Revision history for this message
Andrew Bennetts (spiv) wrote : Re: codehost error handling infinite recursion death spiral of doom

The recursion chain is pretty long, here's what it appears to be:

repr(NotBranchError) -> calls open_repository -> calls into codehosting vfs -> XMLRPC -> uses Twisted callbacks -> something breaks -> Twisted stringifies the error/traceback -> repr(NotBranchError) -> ...

It's a new instance of NotBranchError in every round of the recursion, although presumably with the same parameters.

It's hard for bzrlib to mitigate this without losing functionality (it calls open_repository there to give more helpful errors to users in the case of "bzr branch shared_repo_with_no_branch", which happens sometimes and can be confusing for new users, and it doesn't call open_repository until error formatting time to avoid paying the price of the IO unless the error is being displayed somewhere). bzrlib could do something ugly like set a global flag while in NotBranchError's _format method, and if it is already set skip the open_repository call. That would probably work, although that's what I thought about the previous mitigation added to bzrlib.

It would also paper over the other factors here: why is NotBranchError being triggered and propagated? Can we fix Twisted to avoid expensive and dangerous stringifying here?

I spent a lot of time yesterday looking over the codehosting code and I don't see an obvious way to trigger this sort of problem, but clearly there is one lurking somewhere.

We don't seem to have a reliable way to reproduce this problem. Part of what confounded us yesterday was the branches on disk were changing while we were investigating as the user worked on them. e.g. at one point there was an empty bzrdir (no repo, branch or tree), then a few minutes later it had a branch and repo.

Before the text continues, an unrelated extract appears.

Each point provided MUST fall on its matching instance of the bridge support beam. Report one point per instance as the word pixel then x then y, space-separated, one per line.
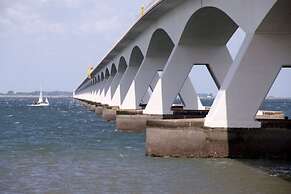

Other facts from the pasted traceback:
 * there's a NoSuchFile for /srv/bazaar.launchpad.net/mirrors/00/06/43/cc/.bzr/repository/format in some frames. Presumably the result of the open_repository call.
 * The branch involved appears to be <lp:~goadict/tsumego20k/release-1.0>.
 * the XML-RPC call is almost certainly translatePath

Other observations:
 * some of the processes appeared to be connected to /+branch/...
 * some processes appeared to be for non-existent branches under +branch, e.g. BRANCH:%2Bbranch/tsumego20k/1.0
 * the ps listing of all lp-serve processes showed both /+branch/... and /%2Bbranch/... which seems a bit odd
 * the branches for this project are small, and several lp-serve processes were stuck on it. I think that suggests it's not a race condition with e.g. removing a branch via the web UI (or if it is a race, it's remarkably easy to hit repeatedly)

Many of these observations are likely to be red herrings :(